She denied the comments were directed at Foreign Secretary Boris Johnson, who recently set out his own vision of a “glorious” future outside the bloc.
But in an interview with The Times she did go on to call for “serious people” to take charge of Brexit.
It comes as the Conservative Party gears up for its conference in Manchester, which has been preceded by cabinet divisions over EU withdrawal and is expected to be accompanied by mass protests against austerity and Brexit.
Ms Davidson said: “I think optimism, positivity is good.
“I think over-optimism and not recognising that there are practical realities that have to be faced, that have to be worked through and that complexity is not something you just skip over, that you actually have to work through, I think sells people short.”
Earlier this month, Mr Johnson set out a detailed vision for Britain's exit from the European Union that revived the claim Brexit could boost NHS coffers by £350m a week.
In an article for the Daily Telegraph, he insisted Brexit will allow the UK to “be the greatest country on earth” and “our destiny will be in our own hands”.
Questioned about Mr Johnson's message, Ms Davidson told The Times: “I don't take issue with optimism. I am quite often accused of having a kind-of, sort-of have-a-go element about myself as well.
“But there is the idea that this is quite hard and it needs serious people to do a lot of legwork and scan the detail to make sure we do get to a place where it will all be OK. It doesn't just happen by accident, it requires a lot of hard work and it requires application.”
She also said the £350m a week figure “wasn't a figure I recognised”.
Earlier this month, fears that Brexit could deliver a blow to the economy which the country does not recover from were raised by the Scottish Tory leader.
The remain campaigner conceded Brexit “is going to happen” but said she was concerned there would be a short-term economic hit and “we don't bounce back from it”.
Recent polling by YouGov put the Foreign Secretary as the top choice to take over as party leader from Theresa May, with support from 23 per cent of party members. He was followed by Ms Davidson on 19 per cent.

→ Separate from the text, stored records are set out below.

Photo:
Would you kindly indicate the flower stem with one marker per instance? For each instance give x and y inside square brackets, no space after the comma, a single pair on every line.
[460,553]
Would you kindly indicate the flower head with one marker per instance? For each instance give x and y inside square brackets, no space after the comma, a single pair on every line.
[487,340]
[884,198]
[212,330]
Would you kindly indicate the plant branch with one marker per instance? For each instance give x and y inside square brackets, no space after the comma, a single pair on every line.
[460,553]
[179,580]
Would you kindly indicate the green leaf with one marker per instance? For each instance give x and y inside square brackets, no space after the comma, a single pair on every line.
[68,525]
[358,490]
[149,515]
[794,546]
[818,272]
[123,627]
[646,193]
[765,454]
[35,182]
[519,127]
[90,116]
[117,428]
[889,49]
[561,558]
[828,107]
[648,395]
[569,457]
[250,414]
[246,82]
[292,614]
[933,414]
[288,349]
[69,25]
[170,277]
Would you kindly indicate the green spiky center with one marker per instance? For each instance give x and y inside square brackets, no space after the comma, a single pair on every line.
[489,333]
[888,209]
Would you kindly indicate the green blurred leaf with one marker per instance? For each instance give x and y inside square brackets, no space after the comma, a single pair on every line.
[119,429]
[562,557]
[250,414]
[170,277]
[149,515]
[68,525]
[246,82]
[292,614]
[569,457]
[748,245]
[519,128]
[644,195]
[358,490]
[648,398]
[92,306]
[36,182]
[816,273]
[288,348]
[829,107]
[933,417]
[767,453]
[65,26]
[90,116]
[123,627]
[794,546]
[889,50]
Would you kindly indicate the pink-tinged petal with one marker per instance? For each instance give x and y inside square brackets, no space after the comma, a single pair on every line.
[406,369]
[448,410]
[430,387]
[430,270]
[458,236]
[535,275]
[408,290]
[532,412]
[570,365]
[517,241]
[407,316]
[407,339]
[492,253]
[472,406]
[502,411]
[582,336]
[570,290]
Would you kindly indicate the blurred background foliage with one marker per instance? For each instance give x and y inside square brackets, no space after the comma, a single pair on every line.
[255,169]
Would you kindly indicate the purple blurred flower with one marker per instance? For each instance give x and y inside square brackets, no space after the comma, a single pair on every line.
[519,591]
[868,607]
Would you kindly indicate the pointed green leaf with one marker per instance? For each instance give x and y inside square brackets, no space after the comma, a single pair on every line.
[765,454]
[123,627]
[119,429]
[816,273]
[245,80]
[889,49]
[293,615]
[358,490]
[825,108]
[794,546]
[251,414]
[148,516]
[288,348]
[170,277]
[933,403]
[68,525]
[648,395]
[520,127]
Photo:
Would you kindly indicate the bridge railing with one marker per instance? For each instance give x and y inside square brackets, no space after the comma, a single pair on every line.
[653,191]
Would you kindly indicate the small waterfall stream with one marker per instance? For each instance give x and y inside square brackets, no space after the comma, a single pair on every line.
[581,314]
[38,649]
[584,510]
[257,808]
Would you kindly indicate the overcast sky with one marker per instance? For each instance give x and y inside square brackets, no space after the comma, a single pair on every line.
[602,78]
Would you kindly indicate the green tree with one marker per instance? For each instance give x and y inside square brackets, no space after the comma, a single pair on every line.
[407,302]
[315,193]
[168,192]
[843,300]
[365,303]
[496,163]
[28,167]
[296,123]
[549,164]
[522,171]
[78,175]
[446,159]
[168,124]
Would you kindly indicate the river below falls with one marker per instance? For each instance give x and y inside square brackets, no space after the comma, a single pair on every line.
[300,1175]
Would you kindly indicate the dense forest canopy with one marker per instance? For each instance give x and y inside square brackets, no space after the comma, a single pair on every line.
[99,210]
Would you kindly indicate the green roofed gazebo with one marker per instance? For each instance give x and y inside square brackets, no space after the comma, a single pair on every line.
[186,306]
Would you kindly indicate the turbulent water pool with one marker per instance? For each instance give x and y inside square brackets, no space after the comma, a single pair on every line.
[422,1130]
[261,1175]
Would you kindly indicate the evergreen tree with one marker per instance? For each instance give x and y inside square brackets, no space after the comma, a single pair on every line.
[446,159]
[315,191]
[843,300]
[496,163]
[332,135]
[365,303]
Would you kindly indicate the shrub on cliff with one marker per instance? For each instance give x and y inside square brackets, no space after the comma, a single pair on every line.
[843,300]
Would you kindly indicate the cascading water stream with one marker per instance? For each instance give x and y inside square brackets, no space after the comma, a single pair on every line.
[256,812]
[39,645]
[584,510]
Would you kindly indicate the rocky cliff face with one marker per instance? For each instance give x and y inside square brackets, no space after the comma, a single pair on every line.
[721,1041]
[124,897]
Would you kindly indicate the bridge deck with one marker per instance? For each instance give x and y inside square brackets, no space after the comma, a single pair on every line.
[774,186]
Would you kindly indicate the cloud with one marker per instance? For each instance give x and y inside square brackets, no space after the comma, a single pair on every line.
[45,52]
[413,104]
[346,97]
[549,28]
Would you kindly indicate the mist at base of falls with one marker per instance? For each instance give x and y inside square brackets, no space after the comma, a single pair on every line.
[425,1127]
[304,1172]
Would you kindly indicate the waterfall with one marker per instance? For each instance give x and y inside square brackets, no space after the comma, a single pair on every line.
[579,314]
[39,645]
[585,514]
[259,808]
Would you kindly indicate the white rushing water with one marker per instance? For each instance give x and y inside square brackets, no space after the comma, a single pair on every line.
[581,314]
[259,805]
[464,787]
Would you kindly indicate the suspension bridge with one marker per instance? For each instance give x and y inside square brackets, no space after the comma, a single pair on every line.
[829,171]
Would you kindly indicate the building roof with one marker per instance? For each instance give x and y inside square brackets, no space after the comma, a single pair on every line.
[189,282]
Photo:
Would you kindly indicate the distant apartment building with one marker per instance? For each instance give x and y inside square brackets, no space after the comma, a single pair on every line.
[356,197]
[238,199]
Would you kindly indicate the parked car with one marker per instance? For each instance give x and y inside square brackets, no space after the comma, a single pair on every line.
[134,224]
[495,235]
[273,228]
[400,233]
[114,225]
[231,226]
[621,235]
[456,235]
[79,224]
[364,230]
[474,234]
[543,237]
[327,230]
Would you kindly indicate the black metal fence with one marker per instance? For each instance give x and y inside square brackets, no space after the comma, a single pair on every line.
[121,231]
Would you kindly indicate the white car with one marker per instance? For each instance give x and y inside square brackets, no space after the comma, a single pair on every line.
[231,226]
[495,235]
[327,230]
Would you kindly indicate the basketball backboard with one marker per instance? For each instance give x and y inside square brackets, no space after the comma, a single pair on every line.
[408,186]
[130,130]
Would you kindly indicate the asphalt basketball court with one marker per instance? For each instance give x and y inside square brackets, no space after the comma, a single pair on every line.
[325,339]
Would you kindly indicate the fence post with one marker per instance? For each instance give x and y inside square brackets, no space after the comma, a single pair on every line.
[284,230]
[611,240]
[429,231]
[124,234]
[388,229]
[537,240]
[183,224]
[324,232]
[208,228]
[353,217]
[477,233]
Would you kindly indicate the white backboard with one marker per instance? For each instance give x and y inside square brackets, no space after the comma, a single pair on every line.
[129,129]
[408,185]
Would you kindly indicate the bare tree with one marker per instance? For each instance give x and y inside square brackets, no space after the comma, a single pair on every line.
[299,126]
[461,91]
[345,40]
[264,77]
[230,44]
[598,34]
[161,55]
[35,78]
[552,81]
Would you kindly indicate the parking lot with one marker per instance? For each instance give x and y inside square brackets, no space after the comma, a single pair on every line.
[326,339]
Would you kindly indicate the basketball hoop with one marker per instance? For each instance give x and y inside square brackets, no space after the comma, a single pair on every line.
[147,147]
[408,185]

But Ms Davidson has given her backing to the Prime Minister's plans to stay in post after Theresa May said she planned to lead the party in a 2022 general election.
The Scottish Tory leader also backed the decision to hold the snap poll in June, claiming it stopped the SNP moving towards another referendum on Scottish independence.
“Theresa May might have lost her majority but by God she saved the Union,” she said.
Despite the backing of 19 per cent of activists in the poll, Ms Davidson has ruled out leaving Holyrood before the next Scottish Parliament elections in 2021, the newspaper said.
The Conservative Party conference takes place in Manchester from Sunday until Wednesday.